If Netflix had hoped to overshadow Time Warner’s investor presentation this week by scheduling its financials release on the same day, it was sorely misguided. A spokesman for the company says the timing was coincidental and selected so as not to conflict with Google’s earnings announcement the following day.
Whatever the case, in recent weeks Time Warner has looked like a media empire in decline, slashing jobs at its Turner and Warner Bros. divisions and still reeling from an unsolicited takeover bid from Rupert Murdoch’s 21st Century Fox.
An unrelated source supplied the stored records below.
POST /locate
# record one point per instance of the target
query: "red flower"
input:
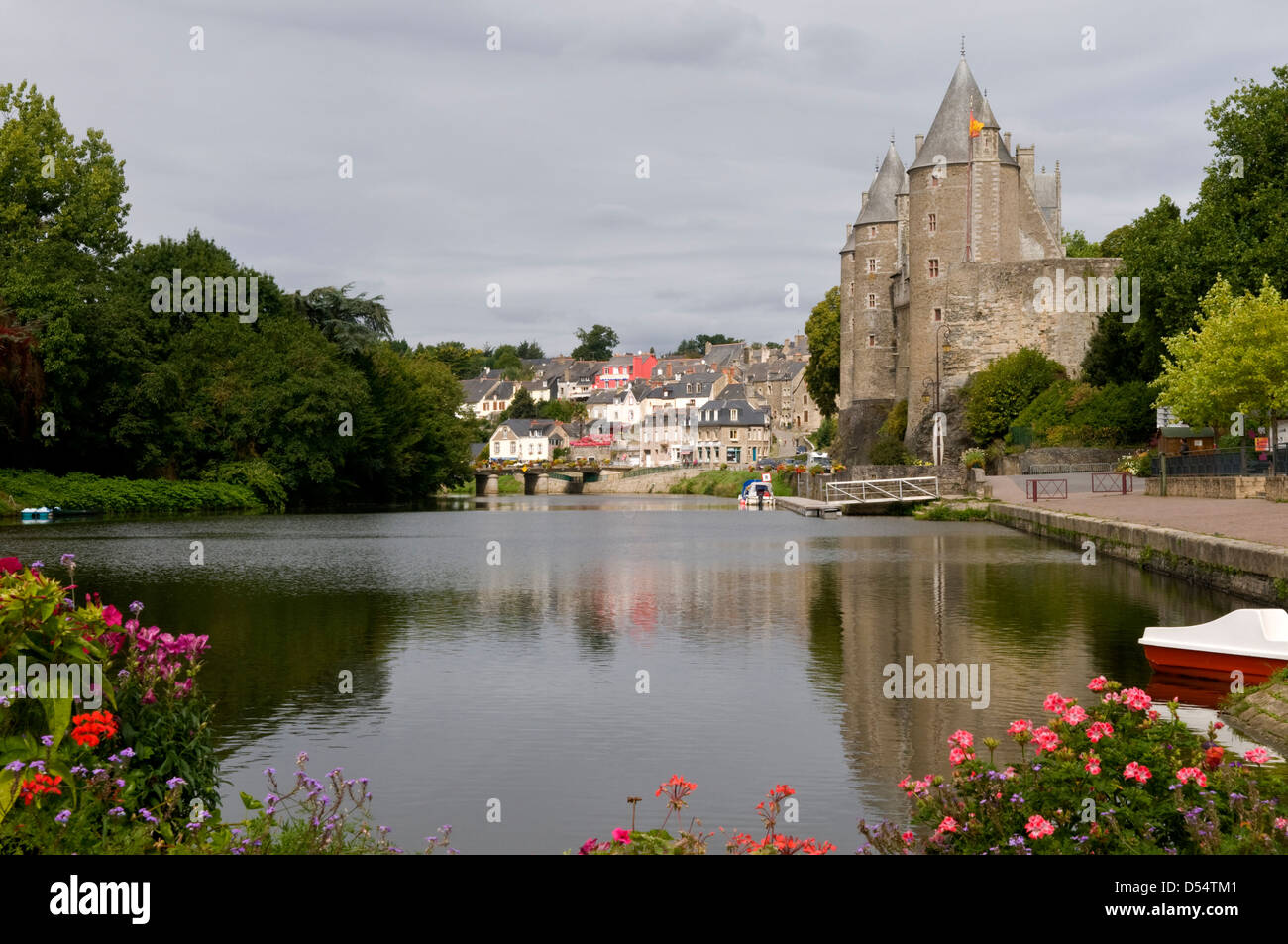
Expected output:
(40, 784)
(94, 726)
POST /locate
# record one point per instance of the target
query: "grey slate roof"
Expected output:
(477, 389)
(880, 207)
(949, 133)
(747, 413)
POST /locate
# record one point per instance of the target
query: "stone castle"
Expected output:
(938, 271)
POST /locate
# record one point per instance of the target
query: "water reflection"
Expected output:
(518, 679)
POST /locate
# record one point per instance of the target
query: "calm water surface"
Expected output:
(518, 681)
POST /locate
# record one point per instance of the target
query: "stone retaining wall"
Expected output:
(1244, 569)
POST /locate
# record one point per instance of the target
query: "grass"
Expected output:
(81, 491)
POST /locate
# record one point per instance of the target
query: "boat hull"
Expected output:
(1198, 664)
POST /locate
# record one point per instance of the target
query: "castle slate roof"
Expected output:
(880, 206)
(949, 133)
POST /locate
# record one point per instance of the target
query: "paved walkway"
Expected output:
(1248, 519)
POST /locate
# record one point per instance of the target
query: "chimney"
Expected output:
(1024, 156)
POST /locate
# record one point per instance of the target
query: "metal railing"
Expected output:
(1046, 488)
(1113, 483)
(883, 489)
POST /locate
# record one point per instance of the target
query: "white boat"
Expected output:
(1253, 642)
(756, 493)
During a stunning three-hour presentation, Time Warner chief Jeff Bewkes and his chief lieutenants, HBO CEO Richard Plepler, Warner Bros. CEO Kevin Tsujihara and Turner CEO John Martin reminded investors what corporate firepower looks like, announcing Harry Potter spin-offs, half a decade’s worth of DC Comics movies, Tom & Jerry reboots, “Friends” licensing deals (with Netflix, no less!) and pledges to collaborate across divisions. The HBO mic drop indicated that Time Warner plans to help steer the future of digital video. Oh, and Bewkes promised to double earnings growth.
Left out of their slideshows was any mention of “Blended 2,” a would-be sequel to Sandler’s recent summer flop.
Netflix looked like a lightweight yesterday. It may have revolutionized streaming. It may have ambitions to upend tired business models with digital age know-how. But it forgot that you never bring a knife to a gunfight.